1. Details of the disposition;

A. From 2007 to 2008, the Defendant: (a) received a total of KRW 355,600,000 in return for the purchase and sale contract for real estate owned by thisA; (b) on the ground that the Plaintiff was omitted from sales at the time of filing a value-added tax return; (c) on September 20, 2012, the Defendant issued each of the instant dispositions imposing value-added tax of KRW 2,649,180 on the Plaintiff on KRW 39,730,000 for the first term of December 1, 2003; and (d) on KRW 20,971,160 for the second term of February 2008 to 30,000 for each of the instant tax payment notices issued to the Plaintiff on September 25, 2012 (hereinafter referred to as “30,000 for each of the instant tax payment notices”). However, on September 1, 2013, each of the instant tax payment notices issued to the Plaintiff on KRW 30130.

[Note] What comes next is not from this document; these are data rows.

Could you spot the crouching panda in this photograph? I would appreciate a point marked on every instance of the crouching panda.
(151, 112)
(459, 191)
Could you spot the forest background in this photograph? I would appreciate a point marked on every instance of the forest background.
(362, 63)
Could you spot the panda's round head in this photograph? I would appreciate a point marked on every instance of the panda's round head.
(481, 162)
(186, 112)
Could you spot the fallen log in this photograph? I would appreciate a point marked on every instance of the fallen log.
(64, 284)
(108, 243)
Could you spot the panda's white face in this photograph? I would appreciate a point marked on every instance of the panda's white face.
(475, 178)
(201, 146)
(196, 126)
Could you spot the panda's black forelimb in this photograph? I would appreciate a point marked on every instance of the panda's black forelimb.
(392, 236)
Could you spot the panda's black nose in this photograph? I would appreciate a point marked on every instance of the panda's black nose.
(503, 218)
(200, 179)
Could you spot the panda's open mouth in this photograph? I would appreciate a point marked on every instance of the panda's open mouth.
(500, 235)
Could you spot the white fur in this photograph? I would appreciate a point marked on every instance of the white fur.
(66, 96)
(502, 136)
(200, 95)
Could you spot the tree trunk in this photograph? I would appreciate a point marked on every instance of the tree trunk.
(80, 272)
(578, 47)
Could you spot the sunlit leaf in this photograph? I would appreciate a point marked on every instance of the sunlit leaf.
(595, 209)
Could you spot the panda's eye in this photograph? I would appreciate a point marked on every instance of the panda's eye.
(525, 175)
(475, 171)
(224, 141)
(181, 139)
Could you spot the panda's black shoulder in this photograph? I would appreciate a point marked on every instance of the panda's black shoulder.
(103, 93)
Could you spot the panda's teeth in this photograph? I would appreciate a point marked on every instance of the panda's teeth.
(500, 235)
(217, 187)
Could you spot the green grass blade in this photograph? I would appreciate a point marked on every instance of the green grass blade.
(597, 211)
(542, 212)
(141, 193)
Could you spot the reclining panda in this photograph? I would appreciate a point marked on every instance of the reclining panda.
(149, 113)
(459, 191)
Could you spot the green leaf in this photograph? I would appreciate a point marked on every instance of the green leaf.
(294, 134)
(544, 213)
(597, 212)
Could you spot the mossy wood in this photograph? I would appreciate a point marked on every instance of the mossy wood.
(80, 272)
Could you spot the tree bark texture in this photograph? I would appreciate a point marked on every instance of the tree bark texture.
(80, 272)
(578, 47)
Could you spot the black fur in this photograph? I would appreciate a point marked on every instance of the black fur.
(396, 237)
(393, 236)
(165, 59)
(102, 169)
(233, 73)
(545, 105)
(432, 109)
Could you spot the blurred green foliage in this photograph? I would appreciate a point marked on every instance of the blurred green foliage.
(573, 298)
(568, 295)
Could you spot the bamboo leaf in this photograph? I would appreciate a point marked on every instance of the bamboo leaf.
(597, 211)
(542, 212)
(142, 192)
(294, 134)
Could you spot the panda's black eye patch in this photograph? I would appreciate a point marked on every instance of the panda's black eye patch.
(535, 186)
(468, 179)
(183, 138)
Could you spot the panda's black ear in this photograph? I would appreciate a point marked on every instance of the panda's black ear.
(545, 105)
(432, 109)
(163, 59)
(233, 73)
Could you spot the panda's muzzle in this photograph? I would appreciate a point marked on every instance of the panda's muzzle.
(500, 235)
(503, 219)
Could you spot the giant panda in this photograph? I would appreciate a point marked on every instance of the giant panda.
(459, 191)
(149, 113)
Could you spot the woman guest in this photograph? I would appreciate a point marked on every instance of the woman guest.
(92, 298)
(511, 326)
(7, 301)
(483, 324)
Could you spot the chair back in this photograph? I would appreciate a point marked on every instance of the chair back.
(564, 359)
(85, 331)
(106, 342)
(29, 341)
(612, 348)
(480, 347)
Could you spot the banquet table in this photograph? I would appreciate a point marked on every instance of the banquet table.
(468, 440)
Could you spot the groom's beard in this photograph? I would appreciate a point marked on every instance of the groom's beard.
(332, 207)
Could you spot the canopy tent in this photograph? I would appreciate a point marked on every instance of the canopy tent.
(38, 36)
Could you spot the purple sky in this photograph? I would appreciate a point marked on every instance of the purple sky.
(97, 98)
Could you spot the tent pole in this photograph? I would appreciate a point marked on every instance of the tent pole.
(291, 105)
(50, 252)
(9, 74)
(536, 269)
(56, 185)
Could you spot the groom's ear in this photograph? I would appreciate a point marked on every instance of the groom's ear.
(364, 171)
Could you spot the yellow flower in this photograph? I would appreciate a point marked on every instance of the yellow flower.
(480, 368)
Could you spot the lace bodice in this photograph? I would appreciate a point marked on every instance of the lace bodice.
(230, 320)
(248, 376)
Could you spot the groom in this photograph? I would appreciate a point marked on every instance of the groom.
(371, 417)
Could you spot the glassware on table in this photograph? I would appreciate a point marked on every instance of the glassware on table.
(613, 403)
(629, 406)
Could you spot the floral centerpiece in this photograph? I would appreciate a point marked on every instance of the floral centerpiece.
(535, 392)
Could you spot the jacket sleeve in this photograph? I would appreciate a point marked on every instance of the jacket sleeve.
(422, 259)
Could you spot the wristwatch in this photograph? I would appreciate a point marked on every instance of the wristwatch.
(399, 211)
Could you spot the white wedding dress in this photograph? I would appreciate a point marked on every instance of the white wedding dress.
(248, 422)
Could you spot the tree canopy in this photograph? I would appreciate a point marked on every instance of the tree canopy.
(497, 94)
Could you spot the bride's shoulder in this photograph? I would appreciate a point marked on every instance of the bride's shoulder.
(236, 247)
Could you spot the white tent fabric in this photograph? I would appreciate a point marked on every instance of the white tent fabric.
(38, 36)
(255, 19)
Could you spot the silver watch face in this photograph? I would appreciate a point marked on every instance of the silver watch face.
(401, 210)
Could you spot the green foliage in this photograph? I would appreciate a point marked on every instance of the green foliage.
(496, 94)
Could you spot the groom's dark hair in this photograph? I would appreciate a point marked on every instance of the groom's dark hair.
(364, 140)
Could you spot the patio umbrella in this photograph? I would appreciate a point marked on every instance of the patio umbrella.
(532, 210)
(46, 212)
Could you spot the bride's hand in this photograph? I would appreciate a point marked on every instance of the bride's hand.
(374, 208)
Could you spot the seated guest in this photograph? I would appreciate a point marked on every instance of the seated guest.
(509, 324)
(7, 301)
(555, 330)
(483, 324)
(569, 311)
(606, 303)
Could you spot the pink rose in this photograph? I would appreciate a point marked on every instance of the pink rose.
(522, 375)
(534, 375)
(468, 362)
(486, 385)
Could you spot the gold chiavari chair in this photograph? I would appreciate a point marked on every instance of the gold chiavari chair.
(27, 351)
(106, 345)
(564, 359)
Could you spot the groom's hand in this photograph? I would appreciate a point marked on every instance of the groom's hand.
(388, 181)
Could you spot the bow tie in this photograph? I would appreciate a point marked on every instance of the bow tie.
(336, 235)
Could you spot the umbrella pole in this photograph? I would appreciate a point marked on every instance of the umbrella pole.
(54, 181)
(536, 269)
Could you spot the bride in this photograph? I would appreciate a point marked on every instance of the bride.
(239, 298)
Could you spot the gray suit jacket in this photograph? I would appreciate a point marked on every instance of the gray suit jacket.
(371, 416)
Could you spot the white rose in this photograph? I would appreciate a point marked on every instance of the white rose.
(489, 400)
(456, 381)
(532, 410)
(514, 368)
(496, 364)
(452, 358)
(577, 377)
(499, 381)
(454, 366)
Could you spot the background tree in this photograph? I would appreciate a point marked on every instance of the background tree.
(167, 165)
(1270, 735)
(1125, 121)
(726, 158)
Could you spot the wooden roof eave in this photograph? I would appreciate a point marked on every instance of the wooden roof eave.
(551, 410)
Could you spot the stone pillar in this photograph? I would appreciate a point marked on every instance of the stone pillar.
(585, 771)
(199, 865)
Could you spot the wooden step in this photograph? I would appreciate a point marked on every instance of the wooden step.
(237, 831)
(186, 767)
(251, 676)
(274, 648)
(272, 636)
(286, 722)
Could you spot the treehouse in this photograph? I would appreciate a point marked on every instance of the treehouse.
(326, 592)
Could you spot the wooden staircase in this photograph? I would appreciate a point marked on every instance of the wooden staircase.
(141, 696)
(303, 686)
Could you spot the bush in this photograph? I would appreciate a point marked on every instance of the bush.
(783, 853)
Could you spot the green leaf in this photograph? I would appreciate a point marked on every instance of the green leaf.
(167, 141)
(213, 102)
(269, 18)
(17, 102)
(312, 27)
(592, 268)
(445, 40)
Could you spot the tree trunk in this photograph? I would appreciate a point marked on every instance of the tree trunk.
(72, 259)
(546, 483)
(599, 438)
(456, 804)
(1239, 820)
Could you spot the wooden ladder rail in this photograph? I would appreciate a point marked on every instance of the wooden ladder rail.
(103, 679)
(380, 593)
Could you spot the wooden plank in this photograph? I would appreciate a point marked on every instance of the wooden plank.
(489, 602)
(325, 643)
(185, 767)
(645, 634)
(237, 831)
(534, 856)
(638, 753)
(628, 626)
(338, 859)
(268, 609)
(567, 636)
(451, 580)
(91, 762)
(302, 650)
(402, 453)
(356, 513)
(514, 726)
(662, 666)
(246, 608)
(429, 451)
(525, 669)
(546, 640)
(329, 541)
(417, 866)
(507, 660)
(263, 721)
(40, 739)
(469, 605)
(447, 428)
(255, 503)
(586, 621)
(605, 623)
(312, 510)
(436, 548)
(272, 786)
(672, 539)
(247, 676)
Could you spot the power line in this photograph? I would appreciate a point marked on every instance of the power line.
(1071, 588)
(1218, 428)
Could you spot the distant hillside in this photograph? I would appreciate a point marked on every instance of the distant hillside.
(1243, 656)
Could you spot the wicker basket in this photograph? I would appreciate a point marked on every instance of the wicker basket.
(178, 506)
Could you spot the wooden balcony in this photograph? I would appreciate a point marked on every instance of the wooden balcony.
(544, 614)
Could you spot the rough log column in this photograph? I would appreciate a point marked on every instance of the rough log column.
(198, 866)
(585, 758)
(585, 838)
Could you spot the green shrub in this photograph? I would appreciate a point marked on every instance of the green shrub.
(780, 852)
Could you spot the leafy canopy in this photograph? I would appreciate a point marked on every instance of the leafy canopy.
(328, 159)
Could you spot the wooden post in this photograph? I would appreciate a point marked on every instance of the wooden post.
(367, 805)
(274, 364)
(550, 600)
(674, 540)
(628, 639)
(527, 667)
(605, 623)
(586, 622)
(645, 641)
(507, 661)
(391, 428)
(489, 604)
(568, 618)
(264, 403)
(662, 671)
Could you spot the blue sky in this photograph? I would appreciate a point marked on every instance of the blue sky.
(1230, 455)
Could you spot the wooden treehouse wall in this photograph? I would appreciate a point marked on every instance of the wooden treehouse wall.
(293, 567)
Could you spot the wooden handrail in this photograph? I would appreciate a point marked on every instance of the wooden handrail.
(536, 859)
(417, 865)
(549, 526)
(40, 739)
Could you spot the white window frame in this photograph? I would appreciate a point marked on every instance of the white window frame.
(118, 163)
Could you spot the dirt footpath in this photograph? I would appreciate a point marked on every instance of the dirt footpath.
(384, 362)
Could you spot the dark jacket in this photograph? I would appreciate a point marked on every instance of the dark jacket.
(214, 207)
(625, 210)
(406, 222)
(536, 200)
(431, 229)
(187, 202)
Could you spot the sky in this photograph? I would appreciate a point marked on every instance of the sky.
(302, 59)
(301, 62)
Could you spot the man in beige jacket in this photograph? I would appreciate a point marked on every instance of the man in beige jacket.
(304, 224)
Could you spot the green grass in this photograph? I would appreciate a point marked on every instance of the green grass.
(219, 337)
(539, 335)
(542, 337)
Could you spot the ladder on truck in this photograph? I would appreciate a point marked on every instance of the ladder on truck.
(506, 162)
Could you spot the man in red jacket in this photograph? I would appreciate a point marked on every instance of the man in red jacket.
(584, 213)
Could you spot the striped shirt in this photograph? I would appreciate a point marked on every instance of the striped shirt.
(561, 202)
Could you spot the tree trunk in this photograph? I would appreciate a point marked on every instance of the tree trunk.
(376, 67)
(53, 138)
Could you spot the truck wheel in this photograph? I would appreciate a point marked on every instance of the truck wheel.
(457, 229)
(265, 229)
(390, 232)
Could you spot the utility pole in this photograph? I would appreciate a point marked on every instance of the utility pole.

D. The Plaintiff received each of the instant dispositions from the Defendant on March 1, 2014, and thereafter filed an appeal with the Tax Tribunal on June 11, 2014. The Tax Tribunal dismissed the Plaintiff’s appeal on October 15, 2014 on the ground that the Plaintiff’s appeal was filed after the lapse of 90 days from the deadline for filing the appeal.

[Reasons for Recognition] Uncontentious Facts, Evidence A No. 19-1, 2, Evidence B No. 1, 2, 3, 9, the purport of the whole pleadings

2. Determination on this safety defense

The Defendant did not lawfully undergo the pre-trial procedure prior to filing the instant lawsuit by the Plaintiff.